さて、先日の稽古では柔術の裏技を教伝した。
裏技は先ず受が捕を攻撃し、捕が表の技を掛けてくるのを受が返す技である。
この裏技には私が若い頃、広島に渋川一流の修行に通っていた当時、福山にお住まいだった佐分利流槍術・不遷流柔術を修めていた田口善三郎氏から学んだ不遷流の寝技が多く採用されている。
不遷流の乱取りには、自ら倒れ込んで敵を巻き込む技や、下から足を敵に引っかけて倒す技が多くあり、そのまま関節技や絞め技に移行する。
田口氏からは形ではなく、この乱取りの技を教えていただいた。
氏とのご縁は、氏の生家が近世初期に一伝流居合を伝えており、その伝書を拝見させていただくために訪問をしたことによる。

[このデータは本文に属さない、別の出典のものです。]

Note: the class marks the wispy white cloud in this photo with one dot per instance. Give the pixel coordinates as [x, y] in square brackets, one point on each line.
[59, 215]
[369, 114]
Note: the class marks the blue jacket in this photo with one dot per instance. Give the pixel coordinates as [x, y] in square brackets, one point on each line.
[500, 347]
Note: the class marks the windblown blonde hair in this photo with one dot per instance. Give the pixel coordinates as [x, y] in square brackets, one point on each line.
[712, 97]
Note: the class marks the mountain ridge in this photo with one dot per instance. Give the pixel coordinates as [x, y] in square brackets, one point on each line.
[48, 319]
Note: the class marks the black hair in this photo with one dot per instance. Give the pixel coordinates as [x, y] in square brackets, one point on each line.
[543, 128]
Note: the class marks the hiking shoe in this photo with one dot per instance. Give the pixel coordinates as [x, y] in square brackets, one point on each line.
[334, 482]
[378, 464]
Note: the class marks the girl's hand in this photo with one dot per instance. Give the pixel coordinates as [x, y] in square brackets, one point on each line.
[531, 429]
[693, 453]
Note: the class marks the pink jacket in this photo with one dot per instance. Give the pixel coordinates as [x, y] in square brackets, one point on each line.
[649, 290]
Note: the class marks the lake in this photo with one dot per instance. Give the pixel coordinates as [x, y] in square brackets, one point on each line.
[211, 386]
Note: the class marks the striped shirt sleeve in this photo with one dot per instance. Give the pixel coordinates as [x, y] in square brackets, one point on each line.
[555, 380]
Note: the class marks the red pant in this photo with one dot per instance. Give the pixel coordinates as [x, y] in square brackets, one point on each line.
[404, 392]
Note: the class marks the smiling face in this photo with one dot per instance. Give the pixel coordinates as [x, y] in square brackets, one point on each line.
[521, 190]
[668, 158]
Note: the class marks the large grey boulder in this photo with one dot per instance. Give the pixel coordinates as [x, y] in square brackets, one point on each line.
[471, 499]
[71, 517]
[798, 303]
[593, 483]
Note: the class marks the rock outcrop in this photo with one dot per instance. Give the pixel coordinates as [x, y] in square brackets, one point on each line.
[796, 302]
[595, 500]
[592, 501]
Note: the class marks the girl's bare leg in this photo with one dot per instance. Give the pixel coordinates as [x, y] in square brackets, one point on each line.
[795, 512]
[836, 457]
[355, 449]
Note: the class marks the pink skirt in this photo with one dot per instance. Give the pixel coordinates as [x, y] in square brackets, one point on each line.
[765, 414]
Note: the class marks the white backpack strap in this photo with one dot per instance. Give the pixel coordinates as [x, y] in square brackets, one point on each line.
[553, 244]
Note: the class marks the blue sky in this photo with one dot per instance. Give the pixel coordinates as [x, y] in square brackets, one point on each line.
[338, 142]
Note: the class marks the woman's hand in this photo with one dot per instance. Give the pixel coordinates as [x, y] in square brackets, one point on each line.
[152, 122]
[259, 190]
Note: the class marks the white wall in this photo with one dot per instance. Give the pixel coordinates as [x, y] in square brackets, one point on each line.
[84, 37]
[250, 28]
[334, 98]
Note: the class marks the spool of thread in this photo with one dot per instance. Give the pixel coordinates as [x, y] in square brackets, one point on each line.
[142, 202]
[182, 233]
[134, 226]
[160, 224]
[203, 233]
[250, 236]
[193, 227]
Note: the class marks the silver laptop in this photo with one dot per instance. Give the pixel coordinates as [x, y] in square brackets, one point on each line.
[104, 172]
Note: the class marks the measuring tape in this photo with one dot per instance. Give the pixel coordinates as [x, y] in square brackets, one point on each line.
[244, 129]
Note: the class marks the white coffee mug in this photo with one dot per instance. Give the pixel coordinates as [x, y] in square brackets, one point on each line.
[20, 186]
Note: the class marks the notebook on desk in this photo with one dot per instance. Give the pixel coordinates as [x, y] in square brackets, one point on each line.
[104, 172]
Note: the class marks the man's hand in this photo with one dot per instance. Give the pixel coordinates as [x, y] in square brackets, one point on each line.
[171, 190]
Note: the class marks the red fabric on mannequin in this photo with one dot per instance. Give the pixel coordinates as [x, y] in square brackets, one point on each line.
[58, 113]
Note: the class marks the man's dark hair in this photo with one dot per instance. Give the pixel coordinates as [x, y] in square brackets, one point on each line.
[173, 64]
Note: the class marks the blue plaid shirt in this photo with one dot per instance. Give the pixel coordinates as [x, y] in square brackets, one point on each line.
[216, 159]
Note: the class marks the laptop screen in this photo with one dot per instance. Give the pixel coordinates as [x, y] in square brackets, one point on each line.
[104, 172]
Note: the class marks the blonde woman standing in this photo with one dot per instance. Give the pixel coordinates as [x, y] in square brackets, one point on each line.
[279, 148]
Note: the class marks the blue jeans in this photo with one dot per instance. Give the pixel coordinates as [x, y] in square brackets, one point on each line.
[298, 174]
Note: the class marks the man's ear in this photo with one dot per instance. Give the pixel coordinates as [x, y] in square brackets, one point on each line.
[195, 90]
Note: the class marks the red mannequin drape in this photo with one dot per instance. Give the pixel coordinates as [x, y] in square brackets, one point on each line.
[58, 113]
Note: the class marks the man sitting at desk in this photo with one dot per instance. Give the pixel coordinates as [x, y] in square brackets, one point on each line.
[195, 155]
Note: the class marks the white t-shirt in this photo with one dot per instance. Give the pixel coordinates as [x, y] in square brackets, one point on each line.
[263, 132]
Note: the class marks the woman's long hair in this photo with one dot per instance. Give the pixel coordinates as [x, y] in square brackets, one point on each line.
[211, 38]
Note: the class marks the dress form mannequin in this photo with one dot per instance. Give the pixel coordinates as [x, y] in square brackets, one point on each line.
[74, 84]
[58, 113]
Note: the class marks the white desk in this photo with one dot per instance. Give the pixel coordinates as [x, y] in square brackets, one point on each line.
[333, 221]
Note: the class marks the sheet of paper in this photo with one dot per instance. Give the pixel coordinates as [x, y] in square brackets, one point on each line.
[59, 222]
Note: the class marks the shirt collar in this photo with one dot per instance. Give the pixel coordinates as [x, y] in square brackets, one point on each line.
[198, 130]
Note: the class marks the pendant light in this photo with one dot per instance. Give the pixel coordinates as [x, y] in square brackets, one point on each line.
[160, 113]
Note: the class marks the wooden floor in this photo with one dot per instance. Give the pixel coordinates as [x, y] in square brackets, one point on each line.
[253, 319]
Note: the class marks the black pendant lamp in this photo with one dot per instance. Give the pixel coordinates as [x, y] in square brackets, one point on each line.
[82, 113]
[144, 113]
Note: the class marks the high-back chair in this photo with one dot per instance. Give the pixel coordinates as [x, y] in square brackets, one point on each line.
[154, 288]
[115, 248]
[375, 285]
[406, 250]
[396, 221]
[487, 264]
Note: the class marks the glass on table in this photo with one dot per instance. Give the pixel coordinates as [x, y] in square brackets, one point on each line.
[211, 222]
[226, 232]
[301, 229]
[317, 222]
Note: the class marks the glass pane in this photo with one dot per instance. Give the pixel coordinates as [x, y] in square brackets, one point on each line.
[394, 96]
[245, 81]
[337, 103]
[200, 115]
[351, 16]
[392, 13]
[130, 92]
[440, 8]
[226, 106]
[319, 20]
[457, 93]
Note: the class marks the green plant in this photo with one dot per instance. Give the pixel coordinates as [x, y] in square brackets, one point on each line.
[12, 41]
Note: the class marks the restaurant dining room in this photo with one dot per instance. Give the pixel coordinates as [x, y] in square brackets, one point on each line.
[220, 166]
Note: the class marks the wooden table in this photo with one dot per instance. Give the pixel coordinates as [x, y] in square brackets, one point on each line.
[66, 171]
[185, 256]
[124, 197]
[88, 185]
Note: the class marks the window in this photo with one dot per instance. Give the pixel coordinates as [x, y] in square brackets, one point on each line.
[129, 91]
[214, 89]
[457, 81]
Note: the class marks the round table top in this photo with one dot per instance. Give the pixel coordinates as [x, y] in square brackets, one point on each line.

保管されていた武具のいくつかもお譲りしていただいた。
制定柔術初伝逆捕二本目「閻魔」の裏技も不遷流からの採用である。
まず我が敵を取り押さえ、それを敵が腕逆に極めるのを、我は足を掬って倒し、そのまま両手で襟締めに取る。
柔術はこの裏技や変化を学ぶことで、より技の理解が深まり、また体を練る(柔術体をつくる)ことができるようになる。